Senator McALLISTER (New South WalesDeputy Opposition Whip in the Senate) (13:26): I have the good fortune to be a member of the Joint Standing Committee on Treaties and, like the other treaties which come before this chamber, this treaty was referred to that committee. I want to speak a little bit about some of the issues that opposition members of that committee encountered in examining the treaty as brought to it by the government. Before I do that, I make this observation: treaty making is the prerogative of the executive. The parliament has an incredibly important role in scrutinising that process and in providing feedback to the government about how it ought to proceed in relation to that process, but, fundamentally, the decision to interact with our international partners does lie with the government. I listened to Senator Hanson-Young and her remarks about Labor's approach, but, if we are concerned about the contents of the bills before us, the Customs Amendment (Singapore-Australia Free Trade Agreement Amendment Implementation) Bill 2017 and the Customs Tariff Amendment (Singapore-Australia Free Trade Agreement Amendment Implementation) Bill 2017, and about the nature of the treaty that has been concluded, we need to be very clear who is responsible for this. It is the government of the day.

The Labor Party have been very clear over many years that we are deeply opposed to the investor-state dispute settlement process that, unfortunately, has become a feature of many of the treaties concluded by this government. I reiterate the observation that's been made in this chamber on many occasions by many different Labor senators: when John Howard was Prime Minister, Prime Minister Howard elected not to include such a mechanism in the treaty that he concluded with the United States. This man, whom conservatives point to always as the gold standard and the guiding light for their politics, concluded a treaty with the United States and sought to more closely link the economy of the United States with our own, but he didn't think that an investor-state dispute settlement mechanism was necessary.

We object to these mechanisms for a range of reasons, including the lack of transparency associated with the processes of dispute management, the role of arbitration and the conflicted nature of many of the arbitrators.

We also fundamentally object to the imposition of sovereignty. For people who may not be deeply familiar with this somewhat intricate aspect of international treaty making, what an investor-state dispute settlement process does is allocate decision-making powers in relation to national policy on economic questions to a third party—not a third party associated with us, not a third party under the control of the Australian government and not even a third party able to be influenced by the Australian government. The very great risk, when you do that, is that you lose control of the ability to make sensible decisions that are in the economic interests of Australia.

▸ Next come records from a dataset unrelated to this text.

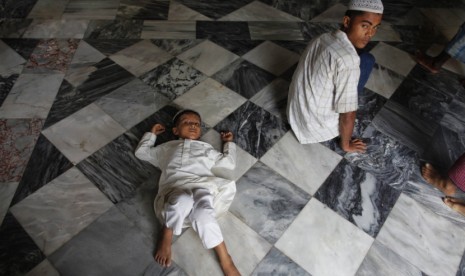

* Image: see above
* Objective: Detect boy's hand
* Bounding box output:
[151,124,165,135]
[220,131,234,143]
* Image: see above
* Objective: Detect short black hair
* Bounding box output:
[173,109,202,127]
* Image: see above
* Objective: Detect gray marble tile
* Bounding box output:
[110,40,172,77]
[355,241,424,276]
[140,58,207,100]
[0,74,64,119]
[275,198,373,275]
[95,79,169,130]
[251,247,310,276]
[173,78,247,126]
[140,20,196,39]
[172,212,271,275]
[42,104,126,164]
[260,132,342,195]
[242,41,299,76]
[230,162,310,244]
[177,40,239,76]
[49,207,153,275]
[377,195,465,275]
[11,168,113,255]
[250,78,289,121]
[23,19,89,38]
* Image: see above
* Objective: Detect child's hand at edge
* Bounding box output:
[220,131,234,143]
[151,124,165,135]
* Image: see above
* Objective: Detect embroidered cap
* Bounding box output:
[348,0,384,13]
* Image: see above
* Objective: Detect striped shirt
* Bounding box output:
[287,30,360,144]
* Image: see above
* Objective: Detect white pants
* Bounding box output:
[163,189,223,249]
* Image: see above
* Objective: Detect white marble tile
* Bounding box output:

Once again, in the additional comments that we issued in this report that was presented by JSCOT, we said that we remained concerned that, in this instance, the ISDS provisions within this trade agreement leave Australia vulnerable to lengthy disputes with foreign-owned corporations. Our concern is that that situation could have a chilling effect on governments who seek to pursue legitimate public policy goals like our decision—our world-leading decision—to insist upon plain packaging for cigarettes, a decision that was challenged under a trade agreement. We remain concerned that the ability of investors, big businesses and multinational corporations to take their concerns out of the political domain in Australia and into a private, closed arbitration session presents very great risks to our national sovereignty.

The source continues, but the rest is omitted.